As described above, according to the present invention, it is possible to judge whether or not the motion vector of the image is caused by the camera shake, and surely perform the camera shake correction, and in a handy type video camera or the like. High-performance image stabilization can be enabled.

[Brief description of drawings]

FIG. 1 is a block diagram showing a configuration of an image shake correction apparatus according to the present invention.

FIG. 2 is a diagram showing a state of block division of a screen in a motion vector detection unit of the image stabilization apparatus.

FIG. 3 is a diagram showing a structure of one block of the screen divided into blocks.

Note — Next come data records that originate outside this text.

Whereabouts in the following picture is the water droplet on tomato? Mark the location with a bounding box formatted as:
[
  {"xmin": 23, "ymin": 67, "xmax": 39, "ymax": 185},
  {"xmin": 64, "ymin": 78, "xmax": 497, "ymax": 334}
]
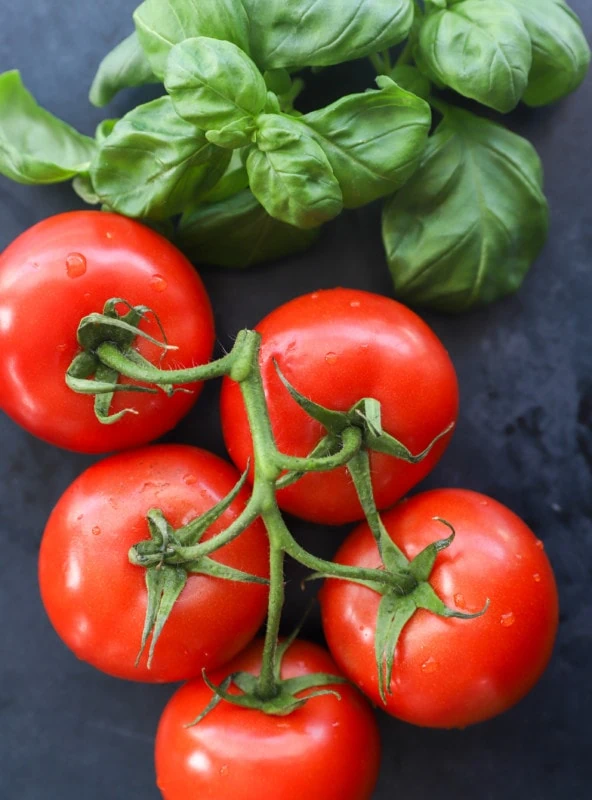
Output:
[
  {"xmin": 500, "ymin": 611, "xmax": 516, "ymax": 628},
  {"xmin": 66, "ymin": 253, "xmax": 86, "ymax": 278},
  {"xmin": 150, "ymin": 275, "xmax": 168, "ymax": 292},
  {"xmin": 421, "ymin": 656, "xmax": 440, "ymax": 675}
]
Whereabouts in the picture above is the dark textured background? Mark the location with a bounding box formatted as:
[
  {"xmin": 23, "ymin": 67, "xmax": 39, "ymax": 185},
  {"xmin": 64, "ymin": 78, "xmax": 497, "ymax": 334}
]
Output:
[{"xmin": 0, "ymin": 0, "xmax": 592, "ymax": 800}]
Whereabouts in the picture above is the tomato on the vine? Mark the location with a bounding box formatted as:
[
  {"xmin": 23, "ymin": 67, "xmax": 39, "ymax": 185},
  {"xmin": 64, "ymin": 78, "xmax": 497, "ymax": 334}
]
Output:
[
  {"xmin": 39, "ymin": 445, "xmax": 268, "ymax": 682},
  {"xmin": 156, "ymin": 640, "xmax": 380, "ymax": 800},
  {"xmin": 321, "ymin": 489, "xmax": 558, "ymax": 728},
  {"xmin": 221, "ymin": 289, "xmax": 458, "ymax": 524},
  {"xmin": 0, "ymin": 211, "xmax": 214, "ymax": 453}
]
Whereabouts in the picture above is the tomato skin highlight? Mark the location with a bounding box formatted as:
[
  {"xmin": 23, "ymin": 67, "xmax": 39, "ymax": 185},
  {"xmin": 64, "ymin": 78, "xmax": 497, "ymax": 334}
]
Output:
[
  {"xmin": 156, "ymin": 640, "xmax": 380, "ymax": 800},
  {"xmin": 0, "ymin": 211, "xmax": 214, "ymax": 453},
  {"xmin": 321, "ymin": 489, "xmax": 559, "ymax": 728},
  {"xmin": 39, "ymin": 445, "xmax": 269, "ymax": 683},
  {"xmin": 221, "ymin": 289, "xmax": 458, "ymax": 525}
]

FIG. 4 is a diagram showing a state of macroblocks obtained by dividing one screen into nine parts.

FIG. 5 is a block diagram showing a configuration of a correction unit of the image stabilization apparatus.

FIG. 6 is a diagram for explaining a problem of the conventional camera shake correction device.

[Explanation of symbols]

 10 --- Motion vector detection unit 20 --- Vector memory 30 --- Determination unit 40 --- Correction signal Generation unit 50 ・ ・ ・ ・ ・ ・ Correction unit

 ─────────────────────────────────────────────────── ─── Continuation of the front page (72) Inventor Tsukasa Hashino 6-735 Kita-Shinagawa, Shinagawa-ku, Tokyo Sony Corporation

Claims (1)

[Claims] 1. Image data of a representative point pixel for each block obtained by dividing an image of one field composed of an input video signal into a plurality of pieces is stored in a memory for one field period, and image data of each pixel of a block of the current field is stored. And a motion vector detection unit that detects a motion vector of the image based on the absolute value of the difference between the image data of the representative point pixel of the block of the previous field read from the memory, and the motion vector detected by the motion vector detection unit. Based on the history of the motion vector stored in the vector memory, and whether or not the motion vector of the image detected by the motion vector detection unit is caused by camera shake. Judgment unit to judge and motion vector judged to be caused by camera shake by the judgment unit A correction signal generator that generates a camera shake correction signal having a correction amount according to the image stabilization amount, and a camera shake correction signal that is supplied from the correction signal generator. Image stabilization device featuring images.